Pada saat Pleret berada di bawah kekuasaan Trunojoyo, Amangkurat I dan Adipati Anom melarikan diri dari situasi tersebut. Dalam perjalanan pelarian mereka, Amangkurat I meninggal dunia di Tegal Wangi atau Tegal Arum, Jawa Tengah, pada tahun 1677 M. Sebelum meninggal, ia berwasiat kepada Adipati Anom untuk mencari bantuan dari VOC (Soekmono, Pengantar Sejarah Kebudayaan Indonesia, 1981).

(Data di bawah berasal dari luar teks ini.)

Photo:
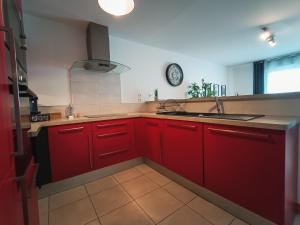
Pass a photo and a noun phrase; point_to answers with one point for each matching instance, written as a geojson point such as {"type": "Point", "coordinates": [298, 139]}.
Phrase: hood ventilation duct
{"type": "Point", "coordinates": [97, 42]}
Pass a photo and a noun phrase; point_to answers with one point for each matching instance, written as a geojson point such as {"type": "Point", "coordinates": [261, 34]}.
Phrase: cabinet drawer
{"type": "Point", "coordinates": [111, 126]}
{"type": "Point", "coordinates": [183, 149]}
{"type": "Point", "coordinates": [113, 146]}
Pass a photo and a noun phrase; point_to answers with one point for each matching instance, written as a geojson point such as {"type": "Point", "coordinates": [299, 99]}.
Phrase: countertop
{"type": "Point", "coordinates": [282, 123]}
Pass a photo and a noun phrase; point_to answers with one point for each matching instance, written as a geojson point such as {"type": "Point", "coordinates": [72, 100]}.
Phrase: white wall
{"type": "Point", "coordinates": [53, 46]}
{"type": "Point", "coordinates": [148, 70]}
{"type": "Point", "coordinates": [240, 79]}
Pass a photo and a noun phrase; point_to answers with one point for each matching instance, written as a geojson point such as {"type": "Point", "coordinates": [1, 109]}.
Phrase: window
{"type": "Point", "coordinates": [282, 75]}
{"type": "Point", "coordinates": [283, 81]}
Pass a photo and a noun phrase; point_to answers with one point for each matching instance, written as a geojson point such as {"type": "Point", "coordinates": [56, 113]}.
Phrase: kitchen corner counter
{"type": "Point", "coordinates": [282, 123]}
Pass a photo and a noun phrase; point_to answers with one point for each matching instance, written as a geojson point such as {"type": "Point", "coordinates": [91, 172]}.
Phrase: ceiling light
{"type": "Point", "coordinates": [117, 7]}
{"type": "Point", "coordinates": [271, 41]}
{"type": "Point", "coordinates": [266, 34]}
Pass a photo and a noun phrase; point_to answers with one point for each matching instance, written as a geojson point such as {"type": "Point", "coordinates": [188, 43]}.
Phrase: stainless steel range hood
{"type": "Point", "coordinates": [97, 41]}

Setelah Amangkurat I meninggal, Adipati Anom naik takhta sebagai penguasa Mataram Islam dengan gelar Amangkurat II. Tidak memiliki tentara, tidak diakui oleh sebagian besar bangsawan Mataram Islam, dan tidak memiliki banyak kekayaan, Amangkurat II dihadapkan pada satu-satunya jalan keluar, yaitu menjalin kesepakatan dengan VOC di Japara (sekarang Jepara).

(bagian timur).

Perjanjian Jepara disepakati oleh Amangkurat II dan VOC di Loji Belanda, Kabupaten Jepara, pada tahun 1677 M.

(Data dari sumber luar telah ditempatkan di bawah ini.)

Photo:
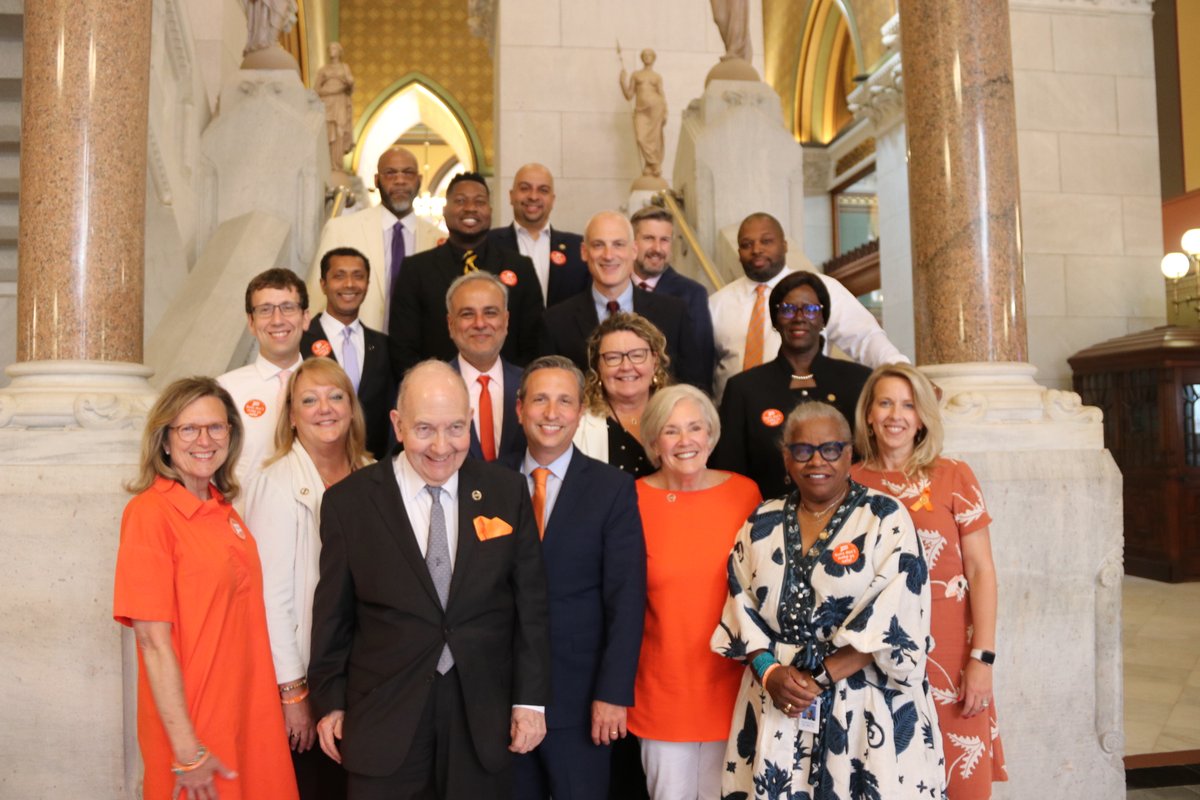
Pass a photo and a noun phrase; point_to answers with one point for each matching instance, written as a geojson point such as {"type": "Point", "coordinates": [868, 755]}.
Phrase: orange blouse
{"type": "Point", "coordinates": [195, 565]}
{"type": "Point", "coordinates": [684, 691]}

Leiden: Intituut Kita-Bangsa untuk Ilmu Pengetahuan Bahasa, Negeri, dan Bangsa [KITLV]: 91)

seperti Cirebon dan Priangan.

Langkah awal VOC adalah menunjuk beberapa bupati di Priangan untuk mengamankan monopoli perdagangan, terutama rempah-rempah. Sementara itu, Cirebon sepenuhnya berada di bawah pengaruh VOC setelah beberapa tahun, pasca konflik internal di Kesultanan Cirebon sekitar tahun 1680-an.

Tidak ada teks yang saya dapatkan untuk diolah.

(1976: 77)

Pemerintahan tidak langsung dengan mengangkat bupati-bupati boneka.

Pada sisi pemerintahan, VOC turut mengatur kebijakan internal, baik di Kesultanan Cirebon maupun di Kartasura pada masa kemudian. Suksesi kepemimpinan di kedua kerajaan ini sepenuhnya dikendalikan oleh VOC.

Perjanjian Jepara juga memberikan hak kepada VOC untuk menempatkan pasukan di ibukota Mataram Islam.

VOC memenuhi janjinya. Mereka berhasil menangkap dan menyelesaikan perlawanan Trunojoyo pada 1679. Raden dari Madura itu dieksekusi mati oleh Amangkurat II pada 2 Januari 1680. Selain itu, VOC juga membantu Amangkurat II membangun kembali pusat pemerintahan Mataram Islam.

Pemerintahan Islam Mataram dibangun kembali, namun bukan di Pleret melainkan di Kartasura, Jawa Tengah. Sejak tanggal 11 September 1680, atau bertepatan dengan Rabu Pon, 27 Ruwah, Tahun Alip 1603 menurut kalender Jawa, Amangkurat II menempati Keraton Kartasura Hadiningrat.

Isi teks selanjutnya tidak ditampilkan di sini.